Pinus canariensis, or Canary Island pine is a coniferous tree endemic of the Canary Islands. The adult tree can grow up to 40 metres high, its trunk becoming 2,5 metres in diameter. However, they usually are between 15 and 25 metres high and 1 metre in diameter. The largest specimens known are up to 60 metres high.
Its trunk is light grey but becomes darker and reddish as it ages, also quickly becoming thicker and forming cracks. During the first years it grows rapidly, forming horizontal branches with plenty of upright twigs, giving the tree a pyramidal shape.

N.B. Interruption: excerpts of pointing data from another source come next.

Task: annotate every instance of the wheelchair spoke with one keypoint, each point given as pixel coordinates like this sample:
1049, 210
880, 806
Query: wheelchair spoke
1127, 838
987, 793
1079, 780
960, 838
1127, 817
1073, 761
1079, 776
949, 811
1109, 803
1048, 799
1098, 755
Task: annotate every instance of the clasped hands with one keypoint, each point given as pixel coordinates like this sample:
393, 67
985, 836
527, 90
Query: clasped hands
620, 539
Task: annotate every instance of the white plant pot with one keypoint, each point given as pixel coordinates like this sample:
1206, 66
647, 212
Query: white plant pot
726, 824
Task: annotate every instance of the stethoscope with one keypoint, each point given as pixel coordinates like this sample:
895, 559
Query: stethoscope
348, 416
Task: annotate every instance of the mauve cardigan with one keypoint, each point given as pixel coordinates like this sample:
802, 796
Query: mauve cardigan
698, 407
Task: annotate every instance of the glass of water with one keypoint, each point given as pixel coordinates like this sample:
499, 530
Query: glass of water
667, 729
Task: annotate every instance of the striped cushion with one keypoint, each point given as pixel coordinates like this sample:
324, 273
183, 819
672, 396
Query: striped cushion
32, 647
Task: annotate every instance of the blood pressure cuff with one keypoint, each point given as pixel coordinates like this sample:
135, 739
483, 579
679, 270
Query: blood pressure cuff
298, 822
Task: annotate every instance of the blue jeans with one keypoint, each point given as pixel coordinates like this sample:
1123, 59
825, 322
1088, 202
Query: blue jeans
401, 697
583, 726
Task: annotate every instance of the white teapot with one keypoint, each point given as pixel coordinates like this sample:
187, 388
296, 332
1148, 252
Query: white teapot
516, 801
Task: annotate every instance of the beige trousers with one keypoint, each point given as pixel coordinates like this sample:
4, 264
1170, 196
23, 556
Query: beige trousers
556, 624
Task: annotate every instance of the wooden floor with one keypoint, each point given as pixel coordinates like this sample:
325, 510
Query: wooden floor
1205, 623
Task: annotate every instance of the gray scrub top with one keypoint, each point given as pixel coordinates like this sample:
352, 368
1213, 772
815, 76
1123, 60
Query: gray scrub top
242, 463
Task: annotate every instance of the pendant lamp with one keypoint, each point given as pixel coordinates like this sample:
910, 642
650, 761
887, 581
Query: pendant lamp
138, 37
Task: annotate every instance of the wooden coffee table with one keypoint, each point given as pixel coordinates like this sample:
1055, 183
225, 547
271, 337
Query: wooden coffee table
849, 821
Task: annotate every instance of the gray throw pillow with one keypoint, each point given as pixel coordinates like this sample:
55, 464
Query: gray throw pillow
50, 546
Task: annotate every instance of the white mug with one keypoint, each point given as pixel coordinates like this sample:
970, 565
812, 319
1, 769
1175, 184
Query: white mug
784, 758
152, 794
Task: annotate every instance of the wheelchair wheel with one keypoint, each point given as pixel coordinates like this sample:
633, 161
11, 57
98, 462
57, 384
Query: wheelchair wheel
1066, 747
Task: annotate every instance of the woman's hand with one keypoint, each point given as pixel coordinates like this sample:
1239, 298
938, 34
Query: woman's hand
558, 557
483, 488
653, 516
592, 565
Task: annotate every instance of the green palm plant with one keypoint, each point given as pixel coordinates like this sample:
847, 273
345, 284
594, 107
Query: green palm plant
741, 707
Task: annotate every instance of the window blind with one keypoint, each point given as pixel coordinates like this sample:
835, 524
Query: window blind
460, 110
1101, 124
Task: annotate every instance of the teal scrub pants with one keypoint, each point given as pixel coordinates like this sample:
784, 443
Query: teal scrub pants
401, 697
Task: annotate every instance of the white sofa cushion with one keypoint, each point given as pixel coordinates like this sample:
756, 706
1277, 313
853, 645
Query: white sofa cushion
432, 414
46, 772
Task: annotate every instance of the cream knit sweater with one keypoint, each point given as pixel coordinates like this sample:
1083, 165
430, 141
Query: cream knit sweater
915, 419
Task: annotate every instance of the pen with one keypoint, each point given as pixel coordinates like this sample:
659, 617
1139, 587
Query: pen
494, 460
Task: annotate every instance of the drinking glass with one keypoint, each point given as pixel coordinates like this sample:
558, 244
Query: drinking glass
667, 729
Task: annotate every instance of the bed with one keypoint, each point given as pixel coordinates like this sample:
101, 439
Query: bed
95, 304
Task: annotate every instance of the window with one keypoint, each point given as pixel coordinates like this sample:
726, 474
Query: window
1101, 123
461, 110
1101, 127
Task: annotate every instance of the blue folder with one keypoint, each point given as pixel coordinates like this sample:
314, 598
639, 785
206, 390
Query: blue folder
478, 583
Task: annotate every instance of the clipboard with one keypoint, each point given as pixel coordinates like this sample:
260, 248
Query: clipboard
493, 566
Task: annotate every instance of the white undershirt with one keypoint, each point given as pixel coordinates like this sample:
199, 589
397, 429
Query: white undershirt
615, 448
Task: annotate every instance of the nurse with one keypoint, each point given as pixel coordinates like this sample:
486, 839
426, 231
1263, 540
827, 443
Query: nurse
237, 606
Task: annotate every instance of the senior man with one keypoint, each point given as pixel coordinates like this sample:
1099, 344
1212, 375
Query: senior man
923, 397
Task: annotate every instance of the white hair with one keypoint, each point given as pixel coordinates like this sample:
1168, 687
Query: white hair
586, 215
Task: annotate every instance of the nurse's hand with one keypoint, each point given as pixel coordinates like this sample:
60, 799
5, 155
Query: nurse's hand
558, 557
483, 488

Later, when vertical
growth slows, it adopts a more parasol-like shape.
Typical for all pines, two types of leaves can be found on the Canary Island pine: The primary or juvenile leaves that have a triangular cross section, are grey-blue in colour and finely serrated which is why they feel rough to the touch, and the adult leaves that grow in groups of
three, are grass-green, thing and very flexible, about 20 to 30 centimetres long and 1 millimetre thick.
It is characteristic of the species to retain the juvenile forms of leaf for a long time, as well as their apparition in regrowth from the trunk or thick branches (epicormic shoots). They flower from March to May.
Another important characteristic is their fire resistance, which is due to the thick bark isolating the tree from the heat of fires.